# Met Mark O Shea today...



## axlandslash44x (Jan 3, 2008)

at WMSP - 

He did a talk on venomous 

Got a WDB Rattler out for 30 minutes.... 

Then goto to chat to him atfer the show for a while regarding my snakes etc..

Also got a signed book.

Photos to Follow.

Really really nice bloke...

Had some surpising things to say actually.....


----------



## axlandslash44x (Jan 3, 2008)

few things he mentioned...

1) the Burmese eating alligator in florida is widely believed to be a fake.... the individual who initially spotted it was working with the group who were trying to remove non indiginous species. The set up brought millions in funding. He did not say that this is 100% - but was simply stating his opinion - which I value.


2) Cobra's have now begun settling in florida? I did not know this..... did you???


Rattlesnake round ups were discussed - wont go into detail with some of the thigns the "cowboy's" do to their prey..


----------



## axlandslash44x (Jan 3, 2008)

How do i post images?


----------



## stuartdouglas (Mar 5, 2008)

Use photobucket.

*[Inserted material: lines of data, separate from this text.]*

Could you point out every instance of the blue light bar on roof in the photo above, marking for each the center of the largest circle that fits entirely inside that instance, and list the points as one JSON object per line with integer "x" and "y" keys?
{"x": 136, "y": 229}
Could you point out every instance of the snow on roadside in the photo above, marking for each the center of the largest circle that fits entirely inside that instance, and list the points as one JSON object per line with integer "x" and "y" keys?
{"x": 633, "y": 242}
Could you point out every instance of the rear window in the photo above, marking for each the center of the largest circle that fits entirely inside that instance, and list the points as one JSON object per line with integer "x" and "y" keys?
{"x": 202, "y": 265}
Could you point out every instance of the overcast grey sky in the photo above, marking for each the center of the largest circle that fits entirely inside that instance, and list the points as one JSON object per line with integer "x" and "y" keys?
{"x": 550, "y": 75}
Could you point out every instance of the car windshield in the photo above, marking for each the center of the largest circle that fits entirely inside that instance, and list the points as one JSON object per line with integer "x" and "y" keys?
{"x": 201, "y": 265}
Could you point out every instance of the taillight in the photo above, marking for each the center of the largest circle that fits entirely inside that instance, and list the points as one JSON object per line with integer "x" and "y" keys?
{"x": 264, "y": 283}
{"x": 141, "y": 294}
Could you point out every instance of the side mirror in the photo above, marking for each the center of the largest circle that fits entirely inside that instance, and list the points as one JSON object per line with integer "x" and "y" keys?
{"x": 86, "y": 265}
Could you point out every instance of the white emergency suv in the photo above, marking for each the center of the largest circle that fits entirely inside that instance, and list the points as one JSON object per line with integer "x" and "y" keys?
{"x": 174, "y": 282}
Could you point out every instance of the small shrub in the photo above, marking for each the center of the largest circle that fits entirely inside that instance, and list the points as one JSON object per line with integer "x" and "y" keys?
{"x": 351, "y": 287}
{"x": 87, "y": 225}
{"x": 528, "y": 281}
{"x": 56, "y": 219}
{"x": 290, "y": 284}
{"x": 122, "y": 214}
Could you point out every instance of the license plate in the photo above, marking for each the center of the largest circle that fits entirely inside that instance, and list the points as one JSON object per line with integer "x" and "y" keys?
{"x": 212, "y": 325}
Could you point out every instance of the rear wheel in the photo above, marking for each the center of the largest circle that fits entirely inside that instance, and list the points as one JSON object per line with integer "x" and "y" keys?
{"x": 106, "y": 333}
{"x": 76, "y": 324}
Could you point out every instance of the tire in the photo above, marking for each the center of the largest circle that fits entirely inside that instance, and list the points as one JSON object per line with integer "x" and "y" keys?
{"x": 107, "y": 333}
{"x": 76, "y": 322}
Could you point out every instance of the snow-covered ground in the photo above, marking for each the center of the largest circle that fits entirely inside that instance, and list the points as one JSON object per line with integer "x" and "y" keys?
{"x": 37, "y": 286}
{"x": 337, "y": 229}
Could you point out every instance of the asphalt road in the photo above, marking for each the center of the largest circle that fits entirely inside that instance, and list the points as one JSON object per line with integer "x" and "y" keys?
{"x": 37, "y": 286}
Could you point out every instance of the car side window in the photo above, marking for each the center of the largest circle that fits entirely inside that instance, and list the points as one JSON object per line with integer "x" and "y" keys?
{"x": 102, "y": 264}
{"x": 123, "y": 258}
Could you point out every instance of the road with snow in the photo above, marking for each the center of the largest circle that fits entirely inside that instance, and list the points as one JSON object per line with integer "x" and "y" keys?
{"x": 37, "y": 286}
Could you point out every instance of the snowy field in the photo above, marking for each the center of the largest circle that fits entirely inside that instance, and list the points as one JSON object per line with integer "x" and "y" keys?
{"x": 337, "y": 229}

Upload your pics to a photobucket account then copy and paste the link code from the pic into a post for this thread


----------



## axlandslash44x (Jan 3, 2008)

ImageShack® - Gallery


----------



## axlandslash44x (Jan 3, 2008)

http://img5.imageshack.us/img5/4177/dscn0600c.jpg


----------



## pythondave82 (Nov 14, 2007)

axlandslash44x said:


> few things he mentioned...
> 
> 1) the Burmese eating alligator in florida is widely believed to be a fake.... the individual who initially spotted it was working with the group who were trying to remove non indiginous species. The set up brought millions in funding. He did not say that this is 100% - but was simply stating his opinion - which I value.
> 
> ...


 
Cobras are not established at the moment but have been found in Florida, they could easily establish though!

(I asked Mark, I had no idea myself by the way)

I did know that Florida has an enormous amount of non native animals, a concern in my opinion.

Cheers,

Dave


----------



## bluerain (Jun 7, 2008)

Mark is a really nice person...He writes loads of things for my Herpetological club!!...A real gem of a man!!


----------



## axlandslash44x (Jan 3, 2008)

which herp club is that?

Dave - how do you know him? is he easy to contact via his website?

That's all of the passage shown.